In den kroatischen Stadtteil zurückgekehrt, beharrt der kroatische Sprecher Vešo Vegar auf seinem Standpunkt. „Der Vance- Owen-Plan spricht den Kroaten diese Gebiete zu. In dem Abkommen von Medjugorje sind alle Einzeilheiten und auch die Modalitäten der Umsetzung präzisiert. Auch die bosnisch-herzegowinische Regierung wird das bald einsehen müssen.“ Für den HVO- Sprecher ist völlig klar, daß der Staat Bosnien-Herzegowina endgültig zerstört wäre, wenn das Abkommen nicht umgesetzt wird. „Der EG-Vermittler Lord David Owen hat ganz klar gesagt, daß der Plan gescheitert ist, wenn es zu weiteren Kämpfen kommt. Ganz gleich, welche Partei neue Gefechte begänne.“ Für diesen Fall bliebe der kroatischen Seite nur noch die Möglichkeit, Herceg- Bosna als eigenständigen Staat auszurufen. Auf die Frage, ob dann die Kämpfe gegen die bosnische Armee wieder aufgenommen würden, will Veo Vegar jedoch keine Antwort geben.

Ebensowenig äußern will sich Peter Kessler vom Flüchtlingshilfswerkes der Vereinten Nationen (UNHCR). Der UNCHCR-Vertreter in Mostar stahlt einen leichten Optimismus aus. Immerhin sei durch die Konferenz von Medjugorje ein Waffenstillstand zwischen HVO und bosnischer Armee denkbar geworden. Auf seiten der bosnischen Armee wurden bisher 40 Kriegsgefangene freigelassen, und auch die meisten von den Kroaten gefangenen muslimanischen Zivilisten sind mittlerweile frei. Lediglich 40 Kriegsgefangene sind nach Informationen des UNHCR noch im Stadion der Stadt interniert. Ungefähr 3.000 Personen auf kroatischer Seite wollten in den muslimanischen Teil wechseln, fast 1.000 Kroaten vom bosnisch kontrollierten Gebiet auf das kroatische. Auch über den Austausch von Toten und Verletzten solle schon bald gesprochen werden. Doch über die weiteren Friedensaussichten will sich Kessler nicht auslassen. „Ich bin doch kein Politiker“, sagt er.
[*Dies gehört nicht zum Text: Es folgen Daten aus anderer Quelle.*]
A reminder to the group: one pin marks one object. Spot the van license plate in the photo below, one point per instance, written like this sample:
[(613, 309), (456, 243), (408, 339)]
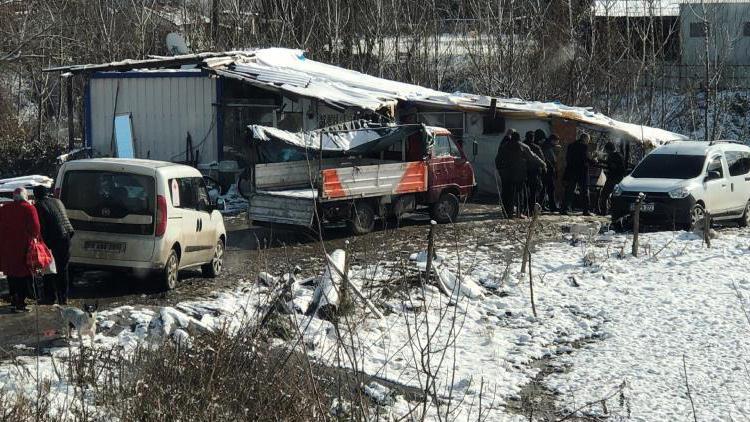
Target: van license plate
[(644, 207), (109, 247)]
Die Dämmerung hat eingesetzt, als wir Mostar verlassen. Von halber Höhe aus sind die Zerstörungen in der Stadt nicht mehr zu erkennen. Und auch die wenigen Menschen und Autos verschwimmen in der Dunkelheit. Mostar, die geteilte Stadt, ist zu einem Symbol für das Schicksal der muslimischen Bevölkerung in ganz Bosnien-Herzegowina geworden. Die Muslime von Mostar sind eingekesselt, von serbischer und kroatisch-herzegowinischer Seite aus bedroht. Eingekesselt wie Sarajevo, Zenica und Tuzla.